Here ``cond.dist.obj’’ is the the list containing estimators of \(F_{X|Z}\), \(F_{Y|Z}\), and \(F_Z\) evaluated at the data points (denoted by F.x_z, F.y_z, and F.z_hat) and the bandwidth used (denoted by Fbw.x_z, Fbw.y_z, and Fbw.z_z) to evaluate the conditional distribution functions. Note that we use the functions available in the “np’’ package ( see Hayfield and Racine (2008)) to compute the optimal bandwidths as well as the estimates of the conditional distribution functions.

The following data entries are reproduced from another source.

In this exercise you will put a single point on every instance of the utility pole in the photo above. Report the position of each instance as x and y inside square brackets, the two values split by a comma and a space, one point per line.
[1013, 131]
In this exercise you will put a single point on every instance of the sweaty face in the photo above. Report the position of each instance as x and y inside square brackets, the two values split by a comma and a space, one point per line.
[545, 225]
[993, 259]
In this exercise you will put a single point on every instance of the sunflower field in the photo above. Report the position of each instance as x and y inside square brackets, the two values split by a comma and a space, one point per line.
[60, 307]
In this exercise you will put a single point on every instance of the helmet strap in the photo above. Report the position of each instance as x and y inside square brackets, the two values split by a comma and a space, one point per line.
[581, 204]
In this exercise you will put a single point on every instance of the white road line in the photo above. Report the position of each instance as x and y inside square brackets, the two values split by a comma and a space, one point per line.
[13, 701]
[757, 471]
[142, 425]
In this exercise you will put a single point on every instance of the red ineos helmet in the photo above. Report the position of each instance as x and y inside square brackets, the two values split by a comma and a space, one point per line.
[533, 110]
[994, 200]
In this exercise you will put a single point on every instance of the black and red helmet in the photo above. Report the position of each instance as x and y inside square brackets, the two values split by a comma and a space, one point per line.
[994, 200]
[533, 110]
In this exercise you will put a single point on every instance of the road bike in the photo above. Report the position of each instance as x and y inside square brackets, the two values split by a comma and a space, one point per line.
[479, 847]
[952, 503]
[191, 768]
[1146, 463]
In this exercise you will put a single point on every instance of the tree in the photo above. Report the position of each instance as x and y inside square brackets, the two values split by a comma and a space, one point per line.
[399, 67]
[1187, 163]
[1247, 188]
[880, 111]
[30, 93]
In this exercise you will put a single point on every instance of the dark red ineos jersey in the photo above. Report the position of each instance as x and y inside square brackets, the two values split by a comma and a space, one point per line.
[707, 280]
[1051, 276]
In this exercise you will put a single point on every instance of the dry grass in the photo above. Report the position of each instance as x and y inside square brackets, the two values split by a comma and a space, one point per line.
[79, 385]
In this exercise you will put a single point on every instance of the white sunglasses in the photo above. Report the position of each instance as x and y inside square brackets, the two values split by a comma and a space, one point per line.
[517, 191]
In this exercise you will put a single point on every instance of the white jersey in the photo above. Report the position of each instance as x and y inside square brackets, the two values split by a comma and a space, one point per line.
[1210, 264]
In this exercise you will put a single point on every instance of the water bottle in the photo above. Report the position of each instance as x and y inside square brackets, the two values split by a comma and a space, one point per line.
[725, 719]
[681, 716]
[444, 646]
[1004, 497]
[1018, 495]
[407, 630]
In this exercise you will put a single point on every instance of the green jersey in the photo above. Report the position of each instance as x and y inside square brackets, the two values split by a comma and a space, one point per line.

`str(out$cond.dist.obj, max.level = 1)`

```
## List of 6
## $ F.x_z : num [1:100] 0.2588 0.3201 0.3829 0.271 0.0433 ...
## $ F.y_z : num [1:100] 0.739 0.362 0.444 0.683 0.242 ...
## $ Fbw.x_z:List of 64
## ..- attr(*, "class")= chr "condbandwidth"
## $ Fbw.y_z:List of 64
## ..- attr(*, "class")= chr "condbandwidth"
## $ Fbw.z_z:List of 2
## $ F.z_hat: num [1:100, 1:2] 0.0589 0.1595 0.7888 0.1512 0.1508 ...
```

The estimated \(p\)-value of the test procedure is given through

`p.value <- out$p.value `

The required R file ``Npres_Fucntions.R’’ can be downloaded here. Note the functions require the following R-packages: boot, data.table, energy, np, and stats.